The current concern over soaring gas prices has raised serious questions about the sustainability of what we commonly consider “the American dream”. Some urban boosters and environmentalists seem positively giddy about the prospects that suburbanites, reeling under the impact of high-energy prices, will soon be forced to give up their cars, backyards and highly regarded privacy for the pleasures of crowded multi-family homes and commutes on packed public transit to jobs downtown.
This is part of a profoundly nostalgic notion that we can return to the 19th Century idyll .It is a kind of dream world where everyone walks on bustling streets, greeting their neighbors who sit on the front porch or hang out on a brownstone stoop. Of course, any serious student of history knows that life in urban America was hardly so idyllic --- with families of five or more packed into tiny three-room apartments in neighborhoods often characterized by gangs, unsanitary conditions and limited economic opportunities.
One generally does not expect newspaper reporters to know, much less understand history. However, it would be nice if they bothered to look even at the recent facts. Yet to read The New York Times, the Washington Post and even The Wall Street Journal, you would think there is a mass movement out of automobiles into mass transit. Yet, in reality, they rarely note that the decline in driving is more than 30 times the increase in transit ridership.
This is not to deny that transit ridership, after decades of relative decline, is rising, but statistically it remains relatively insignificant. That is because transit’s market share, outside New York, is barely one percent. However, why shouldn’t people take transit if it is a viable alternative to the car? The problem is that how we live, work and shop in most places simply does not work with transit; other trends, like a shift to cars that are more efficient, telecommuting and working closer to home all seem far more likely to shape our future transportation pattern.
But where the really far off is with respect to demographic trends --- where people are moving. Readers are continuously misled about the imagined return of people from the suburbs to the city. The claim is that this has being going on since before energy prices really spiked but has become even more pronounced now.
The demographic reality is quite at odds with these assertions, even now. For one thing suburbanization never was principally about moving from cities to suburbs, it was more about moving from small town and rural areas to the suburbs. Even in St.

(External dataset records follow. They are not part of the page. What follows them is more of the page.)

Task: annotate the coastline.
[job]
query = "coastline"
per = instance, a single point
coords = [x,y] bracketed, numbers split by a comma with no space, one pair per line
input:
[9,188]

Louis, which has lost more of its population than any city since the Romans sacked Carthage, most new suburban residents were not from the city.
More critically, an examination of metropolitan county domestic migration data from 2000 to 2007 simply fails to show any demonstrable back-to-the-city movement. We examined domestic migration in 47 metropolitan areas of the nation with more than 1,000,000 population (four metropolitan areas were excluded, see file). Here is what the data show:
- Core counties of metropolitan areas continue to lose domestic migrants and have done so every year of this decade. There have been ups and downs, but in 2006-2007, more than 500,000 people moved out of core counties. Every year in the decade, from 34 to 39 of the 47 core counties have lost domestic migrants. In 2006-2007, 37 core counties lost domestic migrants.
- Suburban counties of metropolitan areas continue to gain domestic migrants and have done so every year of this decade. The trend has been generally downward, with more than a net 400,000 migration gain in 2000-2001, falling to a gain of 180,000 in 2006-2007. Every year in the decade, from suburban counties in 33 to 40 of the 47 metropolitan areas have gained domestic migrants. In 2006-2007, suburban domestic migration gains occurred in 33 metropolitan areas.
- Domestic migration was greater (or losses were lower) in the suburban counties of 39 of the 47 metropolitan areas in 2006-2007. During the decade, this figure has ranged from 38 to 42.
The decline in domestic migration to the suburbs, however, does not suggest that people are moving back to the city. On the contrary, it may suggest even greater decentralization as people move from the suburbs, as well as core cities, of major metropolitan areas to smaller urban areas and perhaps even rural areas. Perhaps it is being made possible by advances in information technology and telecommuting. To some degree, it is people “voting with their feet” often due to high housing prices, failing schools and congested conditions even in suburbs of large metropolitan centers.
Basically, from a statistical point of view, there is simply no hard evidence of any material movement of people from suburbs to cities. Between 2000 and 2007, millions of people moved from the most expensive housing markets to more affordable markets --- in many times prices made worse by land use policies commonly imposed in some areas.
The reality is that people are adaptable to changing conditions. They will work to preserve the lifestyles they prefer. They will buy more fuel efficient cars; they will work and recreate closer to home. A decade from now, we will likely find that the reports of suburban demise will be greatly exaggerated once again.